Research highlights – hydrogen production
AP Ventures has an extensive research activity to stay ahead of market trends and deploy effectively its capital. Lately, we have focused on hydrogen production as an area of interest. We see the ability to produce competitively priced low-carbon hydrogen as critical – in terms of decarbonising current hydrogen production, making existing end-use applications more competitive and enabling hydrogen to be more competitive in new technologies such as synthetic fuels, ammonia and heavy-duty trucks.
Here are a few thoughts we would like to share on the different modes of producing hydrogen
· Water electrolysis technology is highly attractive, and we believe it has an exciting long-term future.
· We see attractive investment opportunities in many areas, for example, in:
o Helping achieving electrolyser scale (the EU recently released a strategy calling for 40GW of electrolyser capacity by 2030, as well as the formation of a supply chain of 40GW of electrolyser capacity for the import of hydrogen from outside of Europe. To put the magnitude of this scale-up in context, the EU currently has an installed water electrolysis capacity of ~100MW)
o Stack and system architecture that reduces OPEX requirements (this is particularly important as renewable energy costs currently account for >75% of the cost of green hydrogen)

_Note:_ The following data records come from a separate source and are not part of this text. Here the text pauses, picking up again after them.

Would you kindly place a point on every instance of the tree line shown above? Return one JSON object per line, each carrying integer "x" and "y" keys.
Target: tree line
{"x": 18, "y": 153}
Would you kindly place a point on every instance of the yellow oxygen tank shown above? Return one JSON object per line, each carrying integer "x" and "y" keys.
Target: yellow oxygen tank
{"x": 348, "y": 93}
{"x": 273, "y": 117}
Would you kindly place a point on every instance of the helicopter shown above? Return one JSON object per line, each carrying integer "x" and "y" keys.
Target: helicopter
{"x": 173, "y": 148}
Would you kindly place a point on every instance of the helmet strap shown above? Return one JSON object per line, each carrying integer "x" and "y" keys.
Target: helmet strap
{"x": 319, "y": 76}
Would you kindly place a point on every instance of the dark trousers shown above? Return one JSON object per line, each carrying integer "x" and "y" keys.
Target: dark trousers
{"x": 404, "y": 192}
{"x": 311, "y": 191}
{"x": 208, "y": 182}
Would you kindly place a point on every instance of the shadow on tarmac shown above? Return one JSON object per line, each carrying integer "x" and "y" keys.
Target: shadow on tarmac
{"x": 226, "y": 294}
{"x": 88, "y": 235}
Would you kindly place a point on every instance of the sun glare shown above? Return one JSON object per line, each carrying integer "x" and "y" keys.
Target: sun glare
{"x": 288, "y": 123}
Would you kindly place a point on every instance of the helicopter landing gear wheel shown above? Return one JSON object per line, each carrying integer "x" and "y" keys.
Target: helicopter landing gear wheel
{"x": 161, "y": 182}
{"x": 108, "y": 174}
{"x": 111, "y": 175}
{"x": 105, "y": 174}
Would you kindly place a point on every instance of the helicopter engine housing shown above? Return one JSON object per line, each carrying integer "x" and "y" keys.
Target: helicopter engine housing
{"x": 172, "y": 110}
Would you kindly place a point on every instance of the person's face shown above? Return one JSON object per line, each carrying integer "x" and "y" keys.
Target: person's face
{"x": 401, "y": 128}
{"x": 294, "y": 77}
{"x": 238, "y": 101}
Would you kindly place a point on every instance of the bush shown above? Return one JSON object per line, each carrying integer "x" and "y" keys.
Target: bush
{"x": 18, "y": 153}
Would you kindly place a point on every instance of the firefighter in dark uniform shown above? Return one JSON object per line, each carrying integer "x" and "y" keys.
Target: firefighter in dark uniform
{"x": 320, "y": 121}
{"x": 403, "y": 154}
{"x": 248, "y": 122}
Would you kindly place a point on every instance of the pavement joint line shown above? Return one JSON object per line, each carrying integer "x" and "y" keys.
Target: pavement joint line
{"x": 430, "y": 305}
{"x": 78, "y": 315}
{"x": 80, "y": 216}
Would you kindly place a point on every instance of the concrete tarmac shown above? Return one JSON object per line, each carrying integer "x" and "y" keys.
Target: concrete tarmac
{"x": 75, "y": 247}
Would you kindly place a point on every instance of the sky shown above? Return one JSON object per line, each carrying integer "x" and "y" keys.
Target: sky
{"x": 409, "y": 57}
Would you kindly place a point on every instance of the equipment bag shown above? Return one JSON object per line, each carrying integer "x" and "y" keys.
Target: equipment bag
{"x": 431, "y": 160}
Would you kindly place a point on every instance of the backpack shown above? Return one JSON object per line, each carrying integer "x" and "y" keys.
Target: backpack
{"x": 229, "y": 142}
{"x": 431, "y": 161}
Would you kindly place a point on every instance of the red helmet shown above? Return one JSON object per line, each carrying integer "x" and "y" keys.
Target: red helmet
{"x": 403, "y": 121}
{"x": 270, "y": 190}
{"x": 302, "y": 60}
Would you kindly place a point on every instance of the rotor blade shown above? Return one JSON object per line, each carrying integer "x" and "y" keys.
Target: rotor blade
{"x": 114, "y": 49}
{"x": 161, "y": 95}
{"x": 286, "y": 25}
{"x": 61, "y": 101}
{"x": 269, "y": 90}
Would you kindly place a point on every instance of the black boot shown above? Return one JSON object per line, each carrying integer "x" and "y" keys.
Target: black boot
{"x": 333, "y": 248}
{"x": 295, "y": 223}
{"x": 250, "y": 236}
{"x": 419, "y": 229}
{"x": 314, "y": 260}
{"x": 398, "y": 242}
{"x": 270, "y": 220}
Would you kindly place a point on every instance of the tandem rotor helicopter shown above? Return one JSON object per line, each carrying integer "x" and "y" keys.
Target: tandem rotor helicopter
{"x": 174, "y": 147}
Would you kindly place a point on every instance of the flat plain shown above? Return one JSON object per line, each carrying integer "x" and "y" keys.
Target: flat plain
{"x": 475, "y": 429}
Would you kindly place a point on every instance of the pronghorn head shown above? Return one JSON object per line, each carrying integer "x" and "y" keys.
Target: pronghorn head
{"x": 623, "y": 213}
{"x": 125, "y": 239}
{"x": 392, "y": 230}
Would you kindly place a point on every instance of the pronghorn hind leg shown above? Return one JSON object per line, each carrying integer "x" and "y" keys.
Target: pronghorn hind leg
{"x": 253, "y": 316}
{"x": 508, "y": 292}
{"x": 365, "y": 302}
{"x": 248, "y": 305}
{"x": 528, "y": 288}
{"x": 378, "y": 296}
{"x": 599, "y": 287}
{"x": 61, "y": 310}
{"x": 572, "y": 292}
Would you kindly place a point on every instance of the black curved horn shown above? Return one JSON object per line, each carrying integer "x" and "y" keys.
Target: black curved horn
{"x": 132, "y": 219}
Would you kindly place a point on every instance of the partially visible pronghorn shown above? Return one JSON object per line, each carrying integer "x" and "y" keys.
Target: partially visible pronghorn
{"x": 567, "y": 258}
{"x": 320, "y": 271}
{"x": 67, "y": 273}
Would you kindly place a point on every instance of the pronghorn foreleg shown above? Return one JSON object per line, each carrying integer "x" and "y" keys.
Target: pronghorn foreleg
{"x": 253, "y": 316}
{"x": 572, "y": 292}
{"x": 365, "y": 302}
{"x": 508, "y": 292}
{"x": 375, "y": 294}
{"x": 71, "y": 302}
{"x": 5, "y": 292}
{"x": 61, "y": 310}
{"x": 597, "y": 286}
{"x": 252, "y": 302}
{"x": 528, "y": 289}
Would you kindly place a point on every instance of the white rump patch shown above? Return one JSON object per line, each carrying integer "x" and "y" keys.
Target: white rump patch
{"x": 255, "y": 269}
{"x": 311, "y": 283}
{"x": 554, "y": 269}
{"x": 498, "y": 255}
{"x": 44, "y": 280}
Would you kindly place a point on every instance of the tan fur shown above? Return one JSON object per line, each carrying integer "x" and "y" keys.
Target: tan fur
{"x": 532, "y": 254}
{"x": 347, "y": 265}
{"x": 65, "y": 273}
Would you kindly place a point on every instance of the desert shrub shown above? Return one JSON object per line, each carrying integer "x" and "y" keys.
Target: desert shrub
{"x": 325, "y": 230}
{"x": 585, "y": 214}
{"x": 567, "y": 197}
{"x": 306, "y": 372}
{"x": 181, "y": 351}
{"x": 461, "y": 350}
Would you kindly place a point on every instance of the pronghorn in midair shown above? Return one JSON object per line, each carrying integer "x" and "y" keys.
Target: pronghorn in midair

o Stack and system architecture that can leverage the fuel cell supply chain (there are certain components and design synergies that can be utilised across the two technologies),
o Reducing the capital cost of key components, and
o Technologies (e.g., synthetic fuels) that can utilise green hydrogen to decarbonise hard-to-abate sectors such as air travel.
· Although we are seeing significant project opportunities in the market for utilising competitively priced green hydrogen through curtailed and surplus renewable power, hydrogen costs from electrolysis are generally still more expensive than hydrogen from fossil fuels. We believe therefore that electrolysis will struggle to solely meet low-carbon hydrogen demand due to current capacity limitations for both electrolysers and installed renewable energy. We see a strong case for other forms of low-carbon hydrogen production.
· We believe that continuing to use natural gas is an attractive method of producing hydrogen, as long as the carbon by-products associated with the process are captured, sequestered or used in other industry. We see blue hydrogen as being crucial in meeting the short-to-medium term low-cost hydrogen demand, as well as providing long-term baseload supply even after green capacities have scaled up.
· Key general economic drivers include the cost of natural gas, the price of carbon and location to markets and sequestration.
· If gaseous carbon is produced in the form of carbon dioxide through reformation, the purity of CO2 produced is important as well as location, to offer either industrial utilisation opportunities or permanent sequestration through geological storage. We have an exciting investment in this space, Zeg Power, which produces very pure CO2 as a by-product, and is collocated with the Northern Lights project site and actively working with the project team.
If solid carbon is produced via methane pyrolysis, then the price of natural gas becomes more important as double the quantity is required (as a hydrogen source in lieu of water). However, solid carbon can be more easily captured, transported, sequestered or used, if applicable.